Wie die türkische Regierung ihre Kritikerinnen und Kritiker verfolgt

Sie halten nicht den Schnabel

Trotz alle Bemühungen gelingt es der türkischen Regierung nicht, Dissidenten zum Schweigen zu bringen. Jüngstes Ziel einer nationalreligiösen Hasskampagne ist die Sängerin Sezen Aksu.

Die beiden Politiker Devlet Bahçeli und Recep Tayyip Erdoğan sind ohnehin keineswegs für ihren Charme berühmt, doch mit den jüngsten Rüpeleien gegen die türkische Pop-Diva Sezen Aksu haben sie sich als wahre Meister markiger Machtworte gezeigt. Die Sängerin Aksu wird in der Türkei auch der »kleine Spatz« genannt. Die benebelte Künstlerin, die Adam und Eva, die Erhabenen, in so scheußlichen Versen als unwissend beschreibe, solle lieber erkennen, dass sie ein Spatz und kein Rabe sei, polterte Bahçeli in der Fraktionssitzung der ultrarechten Partei der Nationalistischen Be­wegung (MHP), deren Vorsitzender er ist. Die MHP bildet im Parlament mit der islamisch-konservativen Partei für Gerechtigkeit und Fortschritt (AKP) die Regierungskoalition.

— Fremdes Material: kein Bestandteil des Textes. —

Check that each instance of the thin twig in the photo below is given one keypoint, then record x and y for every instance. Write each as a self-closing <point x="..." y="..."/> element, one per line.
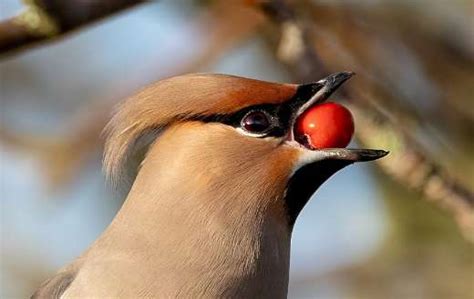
<point x="409" y="163"/>
<point x="46" y="20"/>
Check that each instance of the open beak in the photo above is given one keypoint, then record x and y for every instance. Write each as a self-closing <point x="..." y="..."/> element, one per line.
<point x="311" y="94"/>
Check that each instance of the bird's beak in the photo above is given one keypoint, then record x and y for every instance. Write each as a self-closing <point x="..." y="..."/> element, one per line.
<point x="311" y="94"/>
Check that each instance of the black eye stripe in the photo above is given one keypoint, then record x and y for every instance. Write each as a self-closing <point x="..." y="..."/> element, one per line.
<point x="279" y="116"/>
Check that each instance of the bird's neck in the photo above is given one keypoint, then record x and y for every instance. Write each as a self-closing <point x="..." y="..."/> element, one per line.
<point x="201" y="241"/>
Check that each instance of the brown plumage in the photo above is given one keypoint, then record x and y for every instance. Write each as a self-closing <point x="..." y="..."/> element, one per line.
<point x="211" y="205"/>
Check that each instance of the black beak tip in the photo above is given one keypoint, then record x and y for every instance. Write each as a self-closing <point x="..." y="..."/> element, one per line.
<point x="370" y="155"/>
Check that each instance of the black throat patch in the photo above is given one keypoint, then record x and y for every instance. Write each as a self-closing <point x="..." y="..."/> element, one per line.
<point x="305" y="182"/>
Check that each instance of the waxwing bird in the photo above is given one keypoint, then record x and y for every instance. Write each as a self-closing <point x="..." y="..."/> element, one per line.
<point x="216" y="179"/>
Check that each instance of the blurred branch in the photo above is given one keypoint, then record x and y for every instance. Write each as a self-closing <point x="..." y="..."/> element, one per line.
<point x="46" y="20"/>
<point x="224" y="26"/>
<point x="409" y="163"/>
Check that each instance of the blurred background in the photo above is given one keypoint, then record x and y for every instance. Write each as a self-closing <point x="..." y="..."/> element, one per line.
<point x="402" y="228"/>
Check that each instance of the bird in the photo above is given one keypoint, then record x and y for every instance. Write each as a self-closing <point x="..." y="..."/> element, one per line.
<point x="215" y="180"/>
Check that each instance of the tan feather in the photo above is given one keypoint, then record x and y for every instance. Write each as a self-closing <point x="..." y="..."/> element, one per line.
<point x="139" y="119"/>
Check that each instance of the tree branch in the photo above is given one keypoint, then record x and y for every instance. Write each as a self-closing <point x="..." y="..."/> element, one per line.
<point x="409" y="163"/>
<point x="46" y="20"/>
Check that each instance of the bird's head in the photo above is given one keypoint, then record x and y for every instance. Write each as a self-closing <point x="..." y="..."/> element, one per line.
<point x="225" y="139"/>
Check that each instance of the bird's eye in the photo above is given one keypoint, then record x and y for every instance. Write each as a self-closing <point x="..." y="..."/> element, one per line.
<point x="256" y="122"/>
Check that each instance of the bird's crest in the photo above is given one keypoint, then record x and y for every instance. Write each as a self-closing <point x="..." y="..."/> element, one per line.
<point x="139" y="119"/>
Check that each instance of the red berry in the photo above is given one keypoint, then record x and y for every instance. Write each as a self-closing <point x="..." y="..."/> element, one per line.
<point x="327" y="125"/>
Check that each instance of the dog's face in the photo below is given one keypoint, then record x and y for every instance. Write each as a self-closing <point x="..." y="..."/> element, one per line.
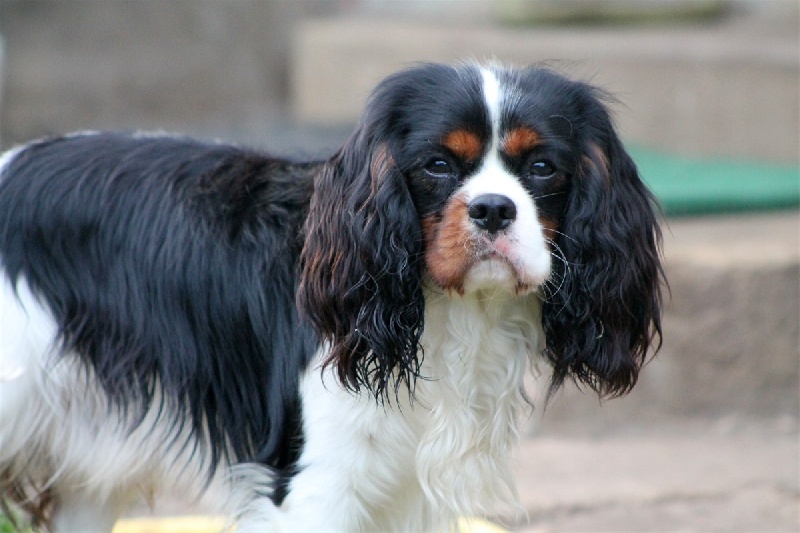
<point x="470" y="179"/>
<point x="489" y="180"/>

Im Deutschen würde diese merkwürdige Metapher bedeuten: »Der Spatz soll singen, aber dabei den Schnabel halten.« Präsident Recep Tayyip Erdoğan drohte gar, denjenigen »die Zunge herausreißen« zu lassen, deren Mundwerk sich an der verehrten Eva und an Adam vergreife; dieser gilt im Islam als Prophet.

Die wenigen unabhängigen Medien in der Türkei haben immerhin eine digitale Reichweite von  33,5 Millionen Nutzern. Die große Beliebtheit macht diese Platt­for­men für die Regierung gefährlich.

Was sich wie ein schlechter Witz anhört, ist leider keiner. Das von Sezen Aksu geschriebene Lied »Şahane Bir Şey Yaşamak« (»Etwas Wundervolles erleben«) ist bereits fünf Jahre alt. In einer Strophe heißt es darin sinngemäß: »Wir haben uns auf eine böse Vorsehung eingelassen und steuern auf die Apokalypse zu, grüßt Adam und Eva, die Unwissenden, dort …«

Im fernen ostanatolischen Van nahm Nurullah Arvas, der Vorsitzende der Gewerkschaft der im türkischen Präsidium für Religionsangelegenheiten (Diyanet Şen) Beschäftigten, erst jetzt an dem angeblich blasphemischen ­Inhalt des Liedtextes Anstoß, den Sezen Aksu am 1. Januar als Neujahrsgruß verschickt hatte. Er erstattete Anzeige wegen »Verletzung der religiösen Sensibilitäten des Volkes«, die regierungs­nahe Tageszeitung Yeni Şafak (Neuanfang) sorgte für die Verbreitung der Nachricht, die umgehend eine Kampagne gegen die Künstlerin auslöste.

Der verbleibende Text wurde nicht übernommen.